This tutorial consists of the following sections:

## Introduction

This tutorial will demonstrate the use of HADDOCK for ab-initio predicting the structure of a DNA-small molecule complex. Namely, we will dock the Netropsin and the DNA d(CGCAATTGCG). The Netropsin is a small molecule, first isolated from the actinobacterium Streptomyces, that exerts an antiviral and antibiotic activity. The Netropsin non-colvalently binds to DNA and prevent DNA replication and transcription by inhibiting polymerase reaction. Elucidating the binding mode of Netropsin with its target DNA sequences has helped developing candidate antibiotics and antitumor with similar mode of action. The d(GGCCAATTGG) structure in the free form have been determined using X-ray crystallography (PDB ID 252D). For this tutorial, we will predict the Netropsin/d(GGCCAATTGG) binding mode with no a-priori information on the nucleic acids involved in the interaction.

For this tutorial we will make use of the HADDOCK2.4 webserver.

A description of the previous major version of our web server HADDOCK2.2 can be found in the following publications:

Throughout the tutorial, coloured text will be used to refer to questions or instructions, and/or PyMOL commands.

## Requirements and Setup

In order to run this tutorial you will need to have the following software installed: PyMOL. Additionally, you will also need to run commands in a Unix-like terminal. If you are running this on a Mac or Linux system then appropriate shells (all commands should work under bash) are already part of the system. Windows users might have to install additional software or activate the Windows Subsystem for Linux. We consider this to be an advanced tutorial made with a specific application of HADDOCK in mind. Thus, it assumes familiarity with HADDOCK as well as with the command line and scripting tools such as awk, sorted and grep.

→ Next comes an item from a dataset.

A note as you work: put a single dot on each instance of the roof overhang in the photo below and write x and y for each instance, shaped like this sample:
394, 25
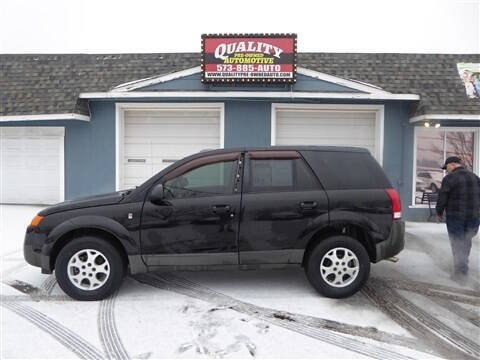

All files, scripts and data for running this tutorial can be downloaded as a gzipped tar archive from here. Extract the archive in the directory where you want to run the tutorial with the following command:

tar xfz DNA-small-molecule.tgz
cd DNA-small-molecule

This will create a DNA-small-molecule directory where you will find various scripts and data.

Prior to getting started we need to setup our environment. The simplest way to do that would be to make use of anaconda. If you are unfamiliar with anaconda/conda check the nice introduction by João Rodrigues. Assuming an existing installation of anaconda, the following command should take care of all required python packages.

conda env create --file scripts/requirements.yml

After activating the environment we also need to install the pdb-tools package which can be achieved with the following command:

pip install pdb-tools

Also, if not provided with special workshop credentials to use the HADDOCK portal, make sure to register in order to be able to submit jobs. Use for this the following registration page: https://wenmr.science.uu.nl/auth/register/haddock.

HADDOCK (see https://www.bonvinlab.org/software/haddock2.4/) is a collection of python scripts derived from ARIA (https://aria.pasteur.fr) that harness the power of CNS (Crystallography and NMR System – https://cns-online.org) for structure calculation of molecular complexes. What distinguishes HADDOCK from other docking software is its ability, inherited from CNS, to incorporate experimental data as restraints and use these to guide the docking process alongside traditional energetics and shape complementarity. Moreover, the intimate coupling with CNS endows HADDOCK with the ability to actually produce models of sufficient quality to be archived in the Protein Data Bank.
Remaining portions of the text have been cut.